Troy Hunt, founder of Have I been pwned? (HIBP), was notified of the list through Benkow moʞuƎq, a malware hunter, and added it to his website so that users can check if their details are in the list.
In a blog post, Hunt explains how the 711 million records are the largest data set he has loaded into HIBP. He claims: "...that's almost one address for every single man, woman, and child in all of Europe."
Hunt said: "The gap I want to fill here is to explain what I can about the data because there'll be a very large number of people finding themselves on HIBP and wondering what on earth is going on."
He outlines that the listing contains "masses and masses" of email addresses which are used to deliver spam to. He said that "a single file may contain tens or even hundreds of millions of addresses."
In some cases, there are even email addresses and passwords. Hunt's own email address appears in the records twice.

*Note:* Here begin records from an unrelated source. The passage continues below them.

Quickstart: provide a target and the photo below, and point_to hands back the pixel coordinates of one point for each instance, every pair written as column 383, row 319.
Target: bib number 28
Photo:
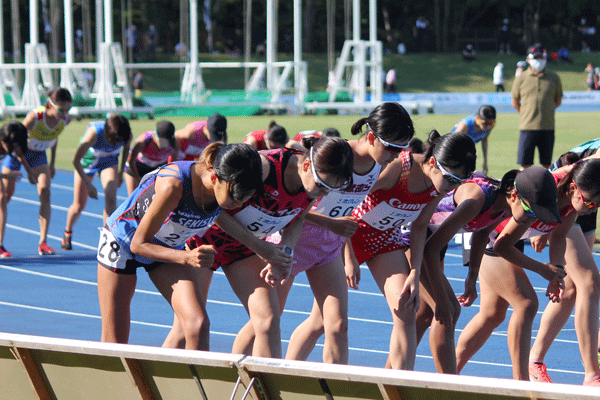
column 108, row 250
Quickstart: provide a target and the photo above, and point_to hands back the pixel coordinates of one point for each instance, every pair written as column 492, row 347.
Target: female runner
column 151, row 150
column 477, row 206
column 98, row 152
column 195, row 136
column 150, row 229
column 408, row 191
column 292, row 180
column 582, row 288
column 13, row 138
column 478, row 127
column 328, row 226
column 502, row 279
column 44, row 125
column 275, row 137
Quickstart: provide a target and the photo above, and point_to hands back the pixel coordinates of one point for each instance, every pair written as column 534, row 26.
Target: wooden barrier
column 33, row 367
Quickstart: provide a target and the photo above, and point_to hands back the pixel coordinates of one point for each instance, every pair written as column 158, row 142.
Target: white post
column 1, row 30
column 270, row 43
column 356, row 20
column 372, row 20
column 69, row 31
column 297, row 42
column 194, row 34
column 33, row 17
column 108, row 27
column 99, row 30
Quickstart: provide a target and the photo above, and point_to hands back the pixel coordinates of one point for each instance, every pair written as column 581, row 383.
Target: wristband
column 288, row 250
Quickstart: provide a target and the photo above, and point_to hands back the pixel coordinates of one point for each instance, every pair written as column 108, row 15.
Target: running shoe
column 537, row 373
column 4, row 253
column 592, row 382
column 66, row 243
column 46, row 250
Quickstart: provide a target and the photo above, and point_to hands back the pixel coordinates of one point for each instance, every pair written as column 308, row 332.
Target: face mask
column 537, row 64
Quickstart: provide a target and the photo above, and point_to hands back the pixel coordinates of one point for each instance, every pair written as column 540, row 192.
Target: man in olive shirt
column 535, row 95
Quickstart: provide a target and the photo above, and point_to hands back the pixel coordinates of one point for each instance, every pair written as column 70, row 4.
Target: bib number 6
column 390, row 222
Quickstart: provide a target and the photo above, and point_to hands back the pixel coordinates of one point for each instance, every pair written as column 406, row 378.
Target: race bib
column 335, row 206
column 40, row 145
column 384, row 216
column 260, row 224
column 110, row 252
column 176, row 233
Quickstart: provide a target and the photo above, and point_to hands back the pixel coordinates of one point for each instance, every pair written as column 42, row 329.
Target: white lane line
column 70, row 189
column 227, row 303
column 53, row 206
column 358, row 349
column 18, row 228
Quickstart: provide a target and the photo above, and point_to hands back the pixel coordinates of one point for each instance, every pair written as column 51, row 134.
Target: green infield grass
column 571, row 130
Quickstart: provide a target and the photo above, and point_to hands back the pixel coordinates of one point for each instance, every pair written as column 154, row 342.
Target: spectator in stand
column 479, row 127
column 151, row 42
column 420, row 33
column 504, row 37
column 585, row 35
column 390, row 81
column 499, row 77
column 138, row 84
column 535, row 96
column 563, row 55
column 592, row 79
column 469, row 53
column 521, row 65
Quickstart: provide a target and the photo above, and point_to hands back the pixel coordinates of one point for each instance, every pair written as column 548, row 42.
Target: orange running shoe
column 592, row 382
column 537, row 373
column 45, row 250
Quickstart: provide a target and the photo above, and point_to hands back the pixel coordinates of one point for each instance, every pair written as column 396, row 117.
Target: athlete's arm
column 89, row 140
column 268, row 252
column 168, row 192
column 504, row 246
column 187, row 133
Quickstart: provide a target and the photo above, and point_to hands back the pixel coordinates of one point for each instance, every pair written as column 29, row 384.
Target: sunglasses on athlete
column 528, row 211
column 587, row 203
column 391, row 147
column 60, row 110
column 318, row 180
column 449, row 177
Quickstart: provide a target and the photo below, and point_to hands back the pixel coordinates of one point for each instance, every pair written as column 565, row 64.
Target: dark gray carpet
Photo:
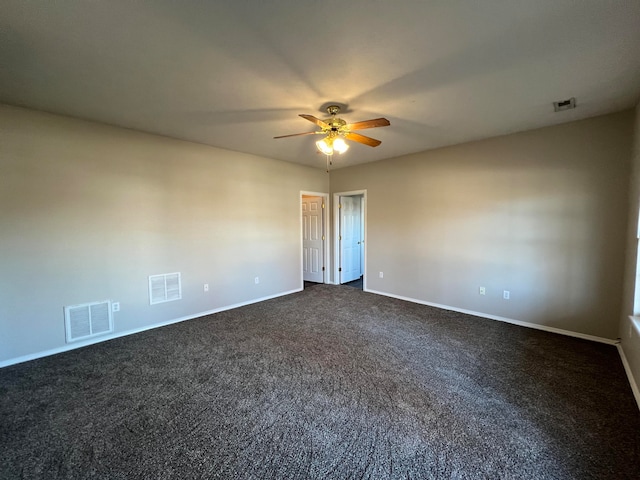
column 328, row 383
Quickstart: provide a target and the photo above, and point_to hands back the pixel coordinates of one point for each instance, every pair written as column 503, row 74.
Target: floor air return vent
column 87, row 320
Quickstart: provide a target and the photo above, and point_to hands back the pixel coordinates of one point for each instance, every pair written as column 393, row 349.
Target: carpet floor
column 328, row 383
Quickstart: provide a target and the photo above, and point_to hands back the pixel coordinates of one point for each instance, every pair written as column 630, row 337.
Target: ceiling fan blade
column 356, row 137
column 376, row 122
column 315, row 120
column 297, row 134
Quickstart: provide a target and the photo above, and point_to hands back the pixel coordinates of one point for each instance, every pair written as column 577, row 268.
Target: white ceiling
column 235, row 73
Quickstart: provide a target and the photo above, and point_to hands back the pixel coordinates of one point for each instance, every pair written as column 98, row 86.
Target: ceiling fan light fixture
column 340, row 146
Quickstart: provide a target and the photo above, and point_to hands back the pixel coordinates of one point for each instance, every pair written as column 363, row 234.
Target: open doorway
column 314, row 210
column 350, row 244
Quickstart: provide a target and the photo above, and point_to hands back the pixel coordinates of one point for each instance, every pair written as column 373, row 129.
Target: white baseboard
column 66, row 348
column 501, row 319
column 627, row 369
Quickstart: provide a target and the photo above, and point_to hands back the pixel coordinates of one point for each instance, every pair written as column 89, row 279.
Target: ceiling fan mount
column 335, row 127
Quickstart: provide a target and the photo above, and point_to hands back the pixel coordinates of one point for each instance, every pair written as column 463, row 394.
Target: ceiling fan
column 336, row 130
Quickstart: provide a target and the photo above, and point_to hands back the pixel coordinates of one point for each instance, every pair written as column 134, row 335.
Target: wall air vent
column 564, row 105
column 87, row 320
column 164, row 288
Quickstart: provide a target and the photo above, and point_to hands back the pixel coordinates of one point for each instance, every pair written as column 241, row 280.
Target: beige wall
column 630, row 334
column 88, row 212
column 542, row 214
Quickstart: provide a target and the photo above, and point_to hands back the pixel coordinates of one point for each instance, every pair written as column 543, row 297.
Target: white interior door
column 350, row 241
column 312, row 243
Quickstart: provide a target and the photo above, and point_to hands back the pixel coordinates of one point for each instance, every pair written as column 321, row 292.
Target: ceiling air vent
column 564, row 104
column 87, row 320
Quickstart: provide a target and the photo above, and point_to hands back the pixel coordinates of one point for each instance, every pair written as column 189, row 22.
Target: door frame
column 336, row 234
column 327, row 232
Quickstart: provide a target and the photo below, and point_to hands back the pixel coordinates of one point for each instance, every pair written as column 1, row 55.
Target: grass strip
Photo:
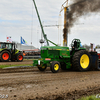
column 4, row 66
column 92, row 97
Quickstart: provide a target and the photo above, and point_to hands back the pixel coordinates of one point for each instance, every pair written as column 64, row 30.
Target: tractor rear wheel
column 81, row 60
column 55, row 66
column 63, row 66
column 5, row 55
column 43, row 68
column 19, row 57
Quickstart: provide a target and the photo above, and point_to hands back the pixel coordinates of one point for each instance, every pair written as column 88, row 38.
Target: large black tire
column 81, row 60
column 19, row 57
column 5, row 56
column 98, row 65
column 55, row 66
column 42, row 68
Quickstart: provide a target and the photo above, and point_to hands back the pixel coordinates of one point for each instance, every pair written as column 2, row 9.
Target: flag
column 23, row 41
column 9, row 39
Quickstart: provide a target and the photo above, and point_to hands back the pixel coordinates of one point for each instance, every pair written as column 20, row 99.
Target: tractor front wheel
column 42, row 68
column 81, row 60
column 55, row 66
column 5, row 56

— Have I been pwned? (@haveibeenpwned) 29 de agosto de 2017
However, even though there are 711 million email addresses, the number of real humans in the data is less as some of the emails have "junk", such as an HTML file name, prefixed to the address. Hunt suggests parsing wasn't done very well because of this.
Hunt also found email addresses which had passwords paired with them. He randomly selected a dozen email addresses, checked them against HIBP, and found that all of them had been exposed in the LinkedIn data breach.

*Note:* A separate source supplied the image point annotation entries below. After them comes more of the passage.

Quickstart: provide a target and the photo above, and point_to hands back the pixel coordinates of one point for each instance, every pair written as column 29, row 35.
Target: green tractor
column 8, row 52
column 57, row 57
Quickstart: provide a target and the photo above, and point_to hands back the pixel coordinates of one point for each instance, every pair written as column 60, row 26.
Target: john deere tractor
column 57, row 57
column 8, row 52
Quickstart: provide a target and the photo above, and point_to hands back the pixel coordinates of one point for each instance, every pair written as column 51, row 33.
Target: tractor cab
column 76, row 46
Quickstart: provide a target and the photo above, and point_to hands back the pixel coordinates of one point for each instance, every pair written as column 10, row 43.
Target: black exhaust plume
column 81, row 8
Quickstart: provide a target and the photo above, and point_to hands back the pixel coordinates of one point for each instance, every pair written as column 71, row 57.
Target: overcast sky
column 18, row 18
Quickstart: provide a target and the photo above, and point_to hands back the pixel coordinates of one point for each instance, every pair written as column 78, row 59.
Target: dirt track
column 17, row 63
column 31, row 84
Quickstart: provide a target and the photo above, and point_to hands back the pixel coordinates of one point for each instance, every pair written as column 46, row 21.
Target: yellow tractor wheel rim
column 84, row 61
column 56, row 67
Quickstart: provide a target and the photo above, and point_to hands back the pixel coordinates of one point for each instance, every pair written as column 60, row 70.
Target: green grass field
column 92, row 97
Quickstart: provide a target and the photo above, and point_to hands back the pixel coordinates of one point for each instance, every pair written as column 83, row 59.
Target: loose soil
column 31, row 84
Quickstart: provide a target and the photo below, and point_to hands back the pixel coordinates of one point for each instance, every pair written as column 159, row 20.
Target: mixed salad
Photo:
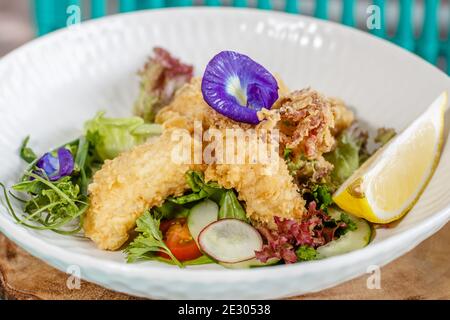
column 117, row 185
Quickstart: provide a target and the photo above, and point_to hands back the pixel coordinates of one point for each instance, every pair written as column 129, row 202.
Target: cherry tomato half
column 179, row 240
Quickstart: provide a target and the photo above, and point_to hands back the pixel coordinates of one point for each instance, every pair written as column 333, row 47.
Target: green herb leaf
column 26, row 153
column 346, row 157
column 111, row 136
column 230, row 207
column 322, row 196
column 306, row 253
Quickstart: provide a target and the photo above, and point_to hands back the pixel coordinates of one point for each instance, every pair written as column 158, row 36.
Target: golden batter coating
column 128, row 185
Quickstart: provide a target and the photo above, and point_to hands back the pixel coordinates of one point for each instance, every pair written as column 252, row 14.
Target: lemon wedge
column 387, row 185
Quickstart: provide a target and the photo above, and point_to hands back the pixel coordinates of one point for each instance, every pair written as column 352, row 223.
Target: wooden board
column 423, row 273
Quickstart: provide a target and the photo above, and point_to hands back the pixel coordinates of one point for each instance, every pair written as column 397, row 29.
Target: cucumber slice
column 350, row 241
column 251, row 263
column 230, row 241
column 202, row 214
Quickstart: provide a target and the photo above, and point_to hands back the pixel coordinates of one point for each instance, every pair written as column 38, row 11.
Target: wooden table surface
column 423, row 273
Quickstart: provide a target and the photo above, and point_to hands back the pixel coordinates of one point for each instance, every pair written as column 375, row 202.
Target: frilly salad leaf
column 111, row 136
column 351, row 151
column 346, row 158
column 161, row 76
column 229, row 205
column 149, row 241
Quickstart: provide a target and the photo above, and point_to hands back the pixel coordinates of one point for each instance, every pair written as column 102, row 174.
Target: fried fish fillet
column 145, row 176
column 128, row 185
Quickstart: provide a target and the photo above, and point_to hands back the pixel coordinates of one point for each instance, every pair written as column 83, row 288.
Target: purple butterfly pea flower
column 56, row 167
column 238, row 87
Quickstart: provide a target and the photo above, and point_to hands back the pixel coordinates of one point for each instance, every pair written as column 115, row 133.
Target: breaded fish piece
column 128, row 185
column 265, row 185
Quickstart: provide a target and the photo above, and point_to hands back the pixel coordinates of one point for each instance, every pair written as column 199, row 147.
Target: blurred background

Hunt encountered data from the Exploit.In combo list. "A similar file (with a similar naming structure) contains 4.2 million email address and password pairs, this time with every single account having a hit on the massive Exploit.In combo list," he said. "This should give you an appreciation of how our data is redistributed over and over again once it's out there in the public domain."

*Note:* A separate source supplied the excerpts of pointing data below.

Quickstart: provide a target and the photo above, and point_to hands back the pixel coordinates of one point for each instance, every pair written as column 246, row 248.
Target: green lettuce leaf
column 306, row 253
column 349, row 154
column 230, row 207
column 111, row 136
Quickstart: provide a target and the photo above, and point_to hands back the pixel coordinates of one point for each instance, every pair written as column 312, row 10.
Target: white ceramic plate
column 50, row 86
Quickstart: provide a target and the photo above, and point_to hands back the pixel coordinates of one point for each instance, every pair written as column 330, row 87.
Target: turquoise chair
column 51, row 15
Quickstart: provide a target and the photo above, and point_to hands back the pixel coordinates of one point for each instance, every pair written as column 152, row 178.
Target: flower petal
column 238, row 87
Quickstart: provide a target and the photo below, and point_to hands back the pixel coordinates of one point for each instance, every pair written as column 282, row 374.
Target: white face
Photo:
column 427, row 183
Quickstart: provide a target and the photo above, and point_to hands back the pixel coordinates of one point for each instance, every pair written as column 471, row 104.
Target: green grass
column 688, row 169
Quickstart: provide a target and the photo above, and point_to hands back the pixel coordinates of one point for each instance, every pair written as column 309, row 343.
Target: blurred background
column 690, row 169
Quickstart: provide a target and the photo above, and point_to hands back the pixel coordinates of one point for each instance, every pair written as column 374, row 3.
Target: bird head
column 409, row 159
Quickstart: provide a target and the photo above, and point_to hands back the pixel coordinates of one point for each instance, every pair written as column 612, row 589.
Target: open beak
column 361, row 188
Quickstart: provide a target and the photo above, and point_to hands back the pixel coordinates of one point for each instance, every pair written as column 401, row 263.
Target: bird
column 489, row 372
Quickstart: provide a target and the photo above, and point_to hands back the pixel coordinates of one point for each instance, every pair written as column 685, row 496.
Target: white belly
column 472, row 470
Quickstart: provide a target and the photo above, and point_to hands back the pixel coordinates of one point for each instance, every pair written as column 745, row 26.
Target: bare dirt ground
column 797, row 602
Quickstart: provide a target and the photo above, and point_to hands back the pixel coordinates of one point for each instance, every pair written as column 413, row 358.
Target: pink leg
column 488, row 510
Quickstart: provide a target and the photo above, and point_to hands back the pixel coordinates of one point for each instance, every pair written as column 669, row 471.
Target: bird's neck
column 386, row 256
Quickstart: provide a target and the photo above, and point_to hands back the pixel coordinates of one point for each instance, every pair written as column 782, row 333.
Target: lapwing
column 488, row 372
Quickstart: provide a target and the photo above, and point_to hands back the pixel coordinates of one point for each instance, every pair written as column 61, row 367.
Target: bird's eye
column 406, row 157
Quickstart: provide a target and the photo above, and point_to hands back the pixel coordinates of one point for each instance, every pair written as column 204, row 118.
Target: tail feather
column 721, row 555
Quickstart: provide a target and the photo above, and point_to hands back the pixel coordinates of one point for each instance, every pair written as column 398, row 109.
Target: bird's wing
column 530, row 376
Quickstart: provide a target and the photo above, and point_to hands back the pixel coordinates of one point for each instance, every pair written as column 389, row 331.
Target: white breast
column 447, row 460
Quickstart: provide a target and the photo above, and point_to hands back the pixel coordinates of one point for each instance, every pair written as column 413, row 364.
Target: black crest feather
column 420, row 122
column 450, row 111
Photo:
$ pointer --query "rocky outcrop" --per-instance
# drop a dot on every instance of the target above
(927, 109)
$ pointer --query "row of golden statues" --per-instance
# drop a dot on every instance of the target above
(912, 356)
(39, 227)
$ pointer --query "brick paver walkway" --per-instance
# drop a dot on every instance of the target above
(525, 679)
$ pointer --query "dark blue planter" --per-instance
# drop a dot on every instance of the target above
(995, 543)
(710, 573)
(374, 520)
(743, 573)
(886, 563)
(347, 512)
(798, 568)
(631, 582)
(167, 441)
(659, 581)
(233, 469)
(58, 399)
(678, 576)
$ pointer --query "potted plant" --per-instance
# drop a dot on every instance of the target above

One file contains over 3,000 records with email, password, SMTP server and port which Hunt says gives spammers a range of mail servers to send their messages from.
Hunt highlighted the breadth of this breach: "It took HIBP 110 data breaches over a period of two and a half years to accumulate 711m addresses and here we go, in one fell swoop, with that many concentrated in a single location. It's a mind-boggling amount of data."
The largest data set which Hunt had uploaded into the website prior to this was the 393 million records from River City Media in January 2017.
The IP address of the spambot is based in the Netherlands and Hunt and Benkow have been communicating with authorities in order to get it shut down.
Hunt suggests checking HIBP to see whether you have been affected.
It also emerged today that two million customers were hit by a CeX hack. CeX told customers last night that it had been hacked and personal details, such as name, email address, phone number and in some cases passwords, had been accessed. CeX advises customers to change their login details as soon as they can.